ACLU launches national grass-roots voter expansion campaign at Lied Center

Faiz Shakir, national ACLU political director, speaks Sunday, Oct. 1, 2017 at the Lied Center launch of a national campaign to expand voting rights. Shakir shared victories the ACLU has won against voter suppression measures but said the grass-roots campaign would take the offensive to expand voting rights and participation in the American democracy.

In the home county of the “king of voter suppression,” the American Civil Liberties Union announced Sunday a nationwide campaign to go on the offensive to expand voting rights.

That king would be Kansas Secretary of State and Lecompton resident Kris Kobach, whose name was mentioned often by the ACLU speakers addressing a nearly full house at the Lied Center, and a national webcast audience watching the launch of the organization’s Let People Vote campaign.

Dale Ho, director of the ACLU Voting Rights Project, shared the ACLU’s courtroom success in rolling back photo identification voter registration requirements passed in North Carolina. Like other election legislation enacted nationally in the wake of the 2008 presidential election, the North Carolina bill sought to make voter registration and voting more difficult for those demographics who turned out in large numbers to elect Barack Obama, he said. That intent was demonstrated by the bill making the use of government-issued student IDs and public assistance identification unacceptable forms of voter registration identification, he said.

Like a basketball post player, the ACLU could continue to swat away such measures in court, Ho said. But he and other speakers at the event said it was time to take another direction.

“We have to go on the offensive,” he said. “We have to work together to create the kind of inclusive democracy that is consistent with our highest aspirations.”

That offensive was especially necessary in light of President Donald Trump’s election integrity commission, of which Kobach is vice-chairman, speakers said. Kobach uses false narratives to make the case for unneeded solutions, said Micah Kubic, executive director of ACLU of Kansas. The presidential commission is a continuation of that ploy, with the false narrative being a defense of Trump’s unsubstantiated claim he lost the 2016 popular vote to Hillary Clinton because more than 3 million unauthorized immigrants voted in the election, he said.

The Let People Vote campaign looks to get out in front of the voter-suppression recommendations the presidential commission will develop, Ho said. The goal is to return to the bipartisan tradition of supporting and expanding participation in the county’s political system that prevailed from 1965 to 2008, Ho said.

Sunday’s launch, which was viewed by 600 house parties in all 50 states and Washington, D.C., was the first step in creating a grass-roots Let People Vote movement in support of expanding voting rights, said Faiz Shakir, ACLU national political director. It was hoped those house parties would morph into organizational meetings at the end of the webcast, he said.

The grass-roots movement would have different goals for different states, said Ronald Newman, ACLU director of strategic initiatives. Campaigns in Florida and a few other states would focus on ending the lifetime denials of voting rights for convicted criminals while the campaigns of other states would look to end gerrymandering that creates artificial legislative majorities for one party, he said.

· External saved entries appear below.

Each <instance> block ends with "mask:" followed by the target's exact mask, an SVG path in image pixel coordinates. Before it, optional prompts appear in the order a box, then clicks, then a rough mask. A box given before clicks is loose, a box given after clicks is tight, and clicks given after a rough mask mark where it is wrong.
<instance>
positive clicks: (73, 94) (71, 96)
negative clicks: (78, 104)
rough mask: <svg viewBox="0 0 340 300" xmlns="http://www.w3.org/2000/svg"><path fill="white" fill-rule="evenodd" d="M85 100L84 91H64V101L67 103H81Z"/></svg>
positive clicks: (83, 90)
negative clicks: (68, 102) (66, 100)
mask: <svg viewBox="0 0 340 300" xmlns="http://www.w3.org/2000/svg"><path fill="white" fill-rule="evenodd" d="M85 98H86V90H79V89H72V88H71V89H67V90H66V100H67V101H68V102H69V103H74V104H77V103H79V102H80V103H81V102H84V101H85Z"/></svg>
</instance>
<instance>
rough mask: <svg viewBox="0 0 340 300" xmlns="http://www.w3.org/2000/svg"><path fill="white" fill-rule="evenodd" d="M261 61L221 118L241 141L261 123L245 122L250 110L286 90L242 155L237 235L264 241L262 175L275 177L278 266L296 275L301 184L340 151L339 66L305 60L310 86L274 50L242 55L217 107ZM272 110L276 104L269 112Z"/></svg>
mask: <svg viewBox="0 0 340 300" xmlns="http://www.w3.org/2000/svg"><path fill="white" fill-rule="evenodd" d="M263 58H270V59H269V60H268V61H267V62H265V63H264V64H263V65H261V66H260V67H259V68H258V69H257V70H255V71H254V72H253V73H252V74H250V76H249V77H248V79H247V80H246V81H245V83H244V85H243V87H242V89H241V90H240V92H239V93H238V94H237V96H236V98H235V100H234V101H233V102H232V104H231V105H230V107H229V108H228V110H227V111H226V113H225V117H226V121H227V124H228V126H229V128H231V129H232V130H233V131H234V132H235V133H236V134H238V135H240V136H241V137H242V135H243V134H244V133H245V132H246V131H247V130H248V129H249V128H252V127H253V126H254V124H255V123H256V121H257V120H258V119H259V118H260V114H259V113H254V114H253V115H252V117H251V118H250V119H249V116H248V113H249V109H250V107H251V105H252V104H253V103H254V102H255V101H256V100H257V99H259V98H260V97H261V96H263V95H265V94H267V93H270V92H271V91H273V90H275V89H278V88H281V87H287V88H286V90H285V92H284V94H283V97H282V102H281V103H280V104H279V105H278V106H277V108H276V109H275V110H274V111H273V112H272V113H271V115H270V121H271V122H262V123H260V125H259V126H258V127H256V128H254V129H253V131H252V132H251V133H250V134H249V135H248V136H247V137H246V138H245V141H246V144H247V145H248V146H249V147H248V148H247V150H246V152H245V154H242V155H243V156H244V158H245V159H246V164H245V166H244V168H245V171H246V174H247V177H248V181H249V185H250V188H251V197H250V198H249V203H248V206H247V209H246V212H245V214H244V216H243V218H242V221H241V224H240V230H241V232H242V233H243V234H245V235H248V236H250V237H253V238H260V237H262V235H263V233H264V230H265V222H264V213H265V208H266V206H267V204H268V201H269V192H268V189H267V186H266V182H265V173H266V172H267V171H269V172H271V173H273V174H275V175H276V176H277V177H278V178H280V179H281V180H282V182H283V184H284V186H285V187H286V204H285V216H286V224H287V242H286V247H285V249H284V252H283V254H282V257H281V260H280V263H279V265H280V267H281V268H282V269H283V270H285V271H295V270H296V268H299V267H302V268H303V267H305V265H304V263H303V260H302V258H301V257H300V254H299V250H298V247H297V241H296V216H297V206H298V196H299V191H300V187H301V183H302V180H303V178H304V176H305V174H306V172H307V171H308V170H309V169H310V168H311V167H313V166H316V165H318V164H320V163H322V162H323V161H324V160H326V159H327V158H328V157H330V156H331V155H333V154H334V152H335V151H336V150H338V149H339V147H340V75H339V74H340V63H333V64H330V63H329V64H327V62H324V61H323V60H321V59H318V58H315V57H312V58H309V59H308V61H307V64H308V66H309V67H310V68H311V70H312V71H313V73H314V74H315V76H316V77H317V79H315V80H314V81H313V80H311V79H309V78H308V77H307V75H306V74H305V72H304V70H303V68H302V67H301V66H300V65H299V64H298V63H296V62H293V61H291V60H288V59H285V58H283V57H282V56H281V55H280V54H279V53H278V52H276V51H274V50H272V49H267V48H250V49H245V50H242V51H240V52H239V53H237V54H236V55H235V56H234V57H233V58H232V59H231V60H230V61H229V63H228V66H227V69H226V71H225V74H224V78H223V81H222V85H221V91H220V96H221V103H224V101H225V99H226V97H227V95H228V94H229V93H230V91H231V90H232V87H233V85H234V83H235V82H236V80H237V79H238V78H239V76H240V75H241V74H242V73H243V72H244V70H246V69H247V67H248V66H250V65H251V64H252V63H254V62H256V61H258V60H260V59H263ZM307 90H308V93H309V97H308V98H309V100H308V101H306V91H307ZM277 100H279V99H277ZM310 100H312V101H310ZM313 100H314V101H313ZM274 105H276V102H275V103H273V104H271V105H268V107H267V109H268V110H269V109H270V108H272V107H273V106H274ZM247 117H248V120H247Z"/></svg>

According to materials shared at the event, the Kansas goals are to repeal Kobach’s election policies, expand the early voting period, allow election-day voter registration and develop a streamlined advance ballot application process. The final goal is for Kansas to withdraw from the Interstate Crosscheck Program, an interstate database of registered voters meant to prevent voter fraud but criticized as discriminatory toward minorities.

Shakir said the grass-roots effort would not be a one-time event, but would require years of advocacy to accomplish the goals in all states.

“It’s going to take a lot of work,” he said. “We will win because we are working all together.”